Nessa história de perdas e ganhos, chega-se a um momento em que muitas perdas se sobrepõem e criam um choque catártico, não só no personagem, mas na plateia, obrigando ambos a sentirem tamanha dor que “amadurecer”, se é que isso é realmente bom, parece ser o único caminho, porém o Zezé adulto (interpretado por Caco Ciocler), ao final do filme, mostra que ainda permanece dentro dele o espírito arteiro do menino que foi. Então, a história bate e combate a intransigência e ignorância dos pais coercivos, ao mesmo tempo em que é uma ode a certo tipo de “liberdade” moral, onde podemos dizer que é preciso manter sempre vivo o passarinho que existe dentro de nós. Porém é perceptível que a nossa sociedade está em curso para que uma história de amizade entre uma criança e um adulto seja fruto de julgamentos diversos e, por horas, perversos. Nessa história, há uma relação “secreta” de amizade e de amor entre um garoto (Zezé) e um adulto (Portuga - José de Abreu) e não é difícil imaginar pessoas criando e rotulando questões éticas na mesma. Porém a trama desmistifica essas questões do velho e bom “não fale com estranhos” e traz a ternura mais verdadeira que possa existir entre dois seres humanos, de forma tão completa que julga-los mal parece ser o maior de todos os crimes. A relação entre eles é o primeiro contato afetuoso que o garoto conhece e, talvez, o último do adulto, marcando, assim, os personagens polarizados (velho-moço) como iguais; um detonando no outro, emoções que os ligarão para sempre. 

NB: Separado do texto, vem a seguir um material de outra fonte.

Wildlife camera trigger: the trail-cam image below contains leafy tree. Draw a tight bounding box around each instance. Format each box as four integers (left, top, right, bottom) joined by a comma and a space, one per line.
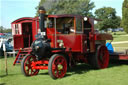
37, 0, 95, 16
95, 7, 121, 31
0, 26, 4, 33
121, 0, 128, 33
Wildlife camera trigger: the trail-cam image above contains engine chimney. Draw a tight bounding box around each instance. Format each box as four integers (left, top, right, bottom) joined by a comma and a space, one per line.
39, 6, 46, 34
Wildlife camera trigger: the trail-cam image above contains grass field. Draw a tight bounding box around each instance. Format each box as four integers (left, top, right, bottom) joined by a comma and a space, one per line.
108, 32, 128, 52
0, 58, 128, 85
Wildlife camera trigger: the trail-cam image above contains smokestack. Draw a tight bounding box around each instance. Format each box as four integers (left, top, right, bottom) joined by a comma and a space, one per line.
39, 6, 46, 32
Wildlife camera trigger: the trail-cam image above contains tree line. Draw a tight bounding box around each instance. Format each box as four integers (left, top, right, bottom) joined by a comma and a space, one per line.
36, 0, 128, 33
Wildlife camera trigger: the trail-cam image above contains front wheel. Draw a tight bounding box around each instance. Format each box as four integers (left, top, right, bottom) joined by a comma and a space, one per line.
21, 54, 39, 76
48, 54, 67, 79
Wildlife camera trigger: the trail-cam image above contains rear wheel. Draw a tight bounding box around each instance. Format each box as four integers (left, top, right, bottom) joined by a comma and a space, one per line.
88, 45, 109, 69
48, 54, 67, 79
21, 54, 39, 76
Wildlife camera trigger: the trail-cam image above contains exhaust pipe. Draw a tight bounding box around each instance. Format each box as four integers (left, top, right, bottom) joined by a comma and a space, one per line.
39, 6, 46, 35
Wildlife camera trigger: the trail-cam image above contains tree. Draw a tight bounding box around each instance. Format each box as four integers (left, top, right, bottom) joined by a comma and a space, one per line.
0, 26, 4, 33
36, 0, 95, 16
95, 7, 121, 31
121, 0, 128, 33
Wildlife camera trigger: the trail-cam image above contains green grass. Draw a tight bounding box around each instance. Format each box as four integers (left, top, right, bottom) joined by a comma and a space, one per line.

“Meu pé de laranja lima” é poético, profundamente simples e detona uma dor marcada e vertiginosa, como passos de quem corre em direção aos trilhos de um trem que se aproxima, além de transbordar uma ternura óbvia em quem o assiste, que consiste no ato de identificar-se, na compaixão. É um filme onde se pode perceber com graça a mão do diretor em imagens poéticas importantes como a sombra do pai – o pai como uma sombra de homem -, no momento em que o pai rouba-lhe o dinheiro ganhado escondido; as imagens afeições deformadas dos rostos nos atos violentos do Portuga, do pai e do próprio Zezé e nas transições de cenas. É, ainda, um filme para quem consegue ver a beleza e a importância que há na tristeza, na pobreza, mas, sobretudo, naquilo que suplanta (e talvez daí brote, como uma árvore num terreiro velho) tais situações: o amor e a fantasia. Tecnicamente, os atores trazem a carga perfeita de intimidade; a trilha, a fotografia e a montagem são primorosas, portanto, é um deleite artístico-experiencial, além de tudo o que o roteiro deflagra em nós em ideias e associações.